Chemopreventive effects of Resveratrol on Colorectal Cancer – A Review of In-vitro,In-vivo mechanisms.

Abstract

Colorectal cancer (CRC) is one of the leading causes of death worldwide. The development of colorectal cancer involves a multi-step process (adenoma-carcinoma sequence), which is characterized by genetic alterations of oncogenes and tumor suppressor genes. Dietary plant phytochemicals have received considerable attention for their potential role in reducing colorectal cancer risk. Resveratrol (trans-3, 4, 5-trihydroxystilbene) is mainly found in grapes, red wine, peanuts, and berries and its colorectal cancer chemoprevention potential is attributed to inhibition of cellular events involved in tumor initiation, promotion and progression. The responsible mechanisms include antioxidant, anti-proliferative, anti-inflammatory, proapoptosis, antiangiogenic and antikinase activities. Resveratrol confer inhibitory effect on premalignant and cancerous cells through suppression of cyclooxygenase, ornithine decarboxylase, heat-shock proteins, and activation of caspase and mucins. Moreover, resveratrol also include up regulates or down regulates various transcription factors resulting in inhibition of inflammation, colony formation and cell growth of colorectal cancer cells. The aim of this review is to highlight the chemopreventive activity of resveratrol towards management of colorectal cancer, with particular focus on the cellular and molecular mechanisms by which such effects might be exerted in vitro and in vivo.

Keywords

colorectal cancer, resveratrol, cyclooxygenase, chemoprevention

Introduction

Etiology of colorectal cancer

Colorectal cancer (CRC) is the second most fatal type of cancer worldwide [1]. Colon carcinogenesis is a multistep process characterized by the accumulation of genetic alterations involving a variety of oncogenes (kras, braf, pik3ca,pten) and tumor suppressor genes (apc, β-catenin, tp53, bax, smada, tgfbr2) [2]. In hereditary CRC, inherited genetic mutations occur in critical genes, such as tumor suppressor genes and the genes associated with DNA mismatch repair. However, sporadic CRCs are due to somatic genetic mutations because of exposure to environmental factors such as dietary carcinogens [3]. Chronic inflammatory bowel disease is also an etiologic factor in the development of CRC due to the high oxidative stress burden in the inflamed mucosa, which alters important cellular functions [1]. Dietary factors are responsible for 70% to 90% of CRC cases, and are considered as one of the major factors accounting for the variability in cancer incidence and mortality in different parts of the world [2]. The use of plant phytochemicals for cancer chemoprevention is widely considered to be an alternative strategy for the management of the disease.

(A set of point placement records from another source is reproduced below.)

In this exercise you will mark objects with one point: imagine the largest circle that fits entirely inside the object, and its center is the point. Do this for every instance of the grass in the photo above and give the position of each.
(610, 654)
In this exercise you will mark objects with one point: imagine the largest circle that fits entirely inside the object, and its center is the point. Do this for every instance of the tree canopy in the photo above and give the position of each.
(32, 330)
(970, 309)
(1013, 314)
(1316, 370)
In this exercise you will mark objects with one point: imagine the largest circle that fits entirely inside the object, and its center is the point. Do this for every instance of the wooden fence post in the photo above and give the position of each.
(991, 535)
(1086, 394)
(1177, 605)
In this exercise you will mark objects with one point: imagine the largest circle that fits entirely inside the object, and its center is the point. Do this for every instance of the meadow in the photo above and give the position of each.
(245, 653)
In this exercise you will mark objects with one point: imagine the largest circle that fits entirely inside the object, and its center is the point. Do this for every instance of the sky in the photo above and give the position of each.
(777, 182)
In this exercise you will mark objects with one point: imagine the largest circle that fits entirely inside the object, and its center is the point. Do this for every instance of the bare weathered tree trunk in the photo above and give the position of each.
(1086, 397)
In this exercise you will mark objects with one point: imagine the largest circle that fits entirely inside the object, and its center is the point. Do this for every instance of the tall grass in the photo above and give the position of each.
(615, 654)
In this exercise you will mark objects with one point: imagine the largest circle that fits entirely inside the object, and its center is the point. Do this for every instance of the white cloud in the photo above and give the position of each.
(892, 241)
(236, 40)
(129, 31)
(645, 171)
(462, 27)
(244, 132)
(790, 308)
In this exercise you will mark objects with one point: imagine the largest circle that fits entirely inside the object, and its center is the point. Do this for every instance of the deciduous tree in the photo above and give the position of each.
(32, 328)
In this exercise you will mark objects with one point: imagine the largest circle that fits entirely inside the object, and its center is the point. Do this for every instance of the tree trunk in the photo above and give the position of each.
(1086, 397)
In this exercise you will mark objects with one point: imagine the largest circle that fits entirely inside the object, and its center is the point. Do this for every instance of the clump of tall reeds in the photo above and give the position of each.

Source and metabolism of resveratrol

Resveratrol (3,5,40-trihydroxy-trans-stilbene), a phytoalexin, is found in moderate to high quantities in various foods including grapes, dry grape skins, red and white wines, grape juices, peanuts and rhubarb dry root. Trans-resveratrol is metabolized to dihydroresveratrol, sulphates and glucuronides conjugates [4]. The bioactivity of the metabolites is still unclear but generally dihydroresveratrol has stronger effect than resveratrol in cell growth inhibition [5].

Chemopreventive Effects of Resveratrol on Colorectal Cancer: In Vitro and In Vivo Models

Resveratrol possess a spectrum of chemopreventive properties against precancerous or cancer cells. The chemopreventive effect of resveratrol is associated with its ability to block all three stages (initiation, promotion, progression) of carcinogenesis by modulating signal transduction pathways that control cell division and growth; apoptosis, inflammation, angiogenesis, and metastasis [1,5]. The antitumor activity of resveratrol has been demonstrated in human cell lines and animal models of CRC [6] and there is increased interest in identifying biochemical and molecular targets of resveratrol towards colorectal cancer chemoprevention as deliberated below.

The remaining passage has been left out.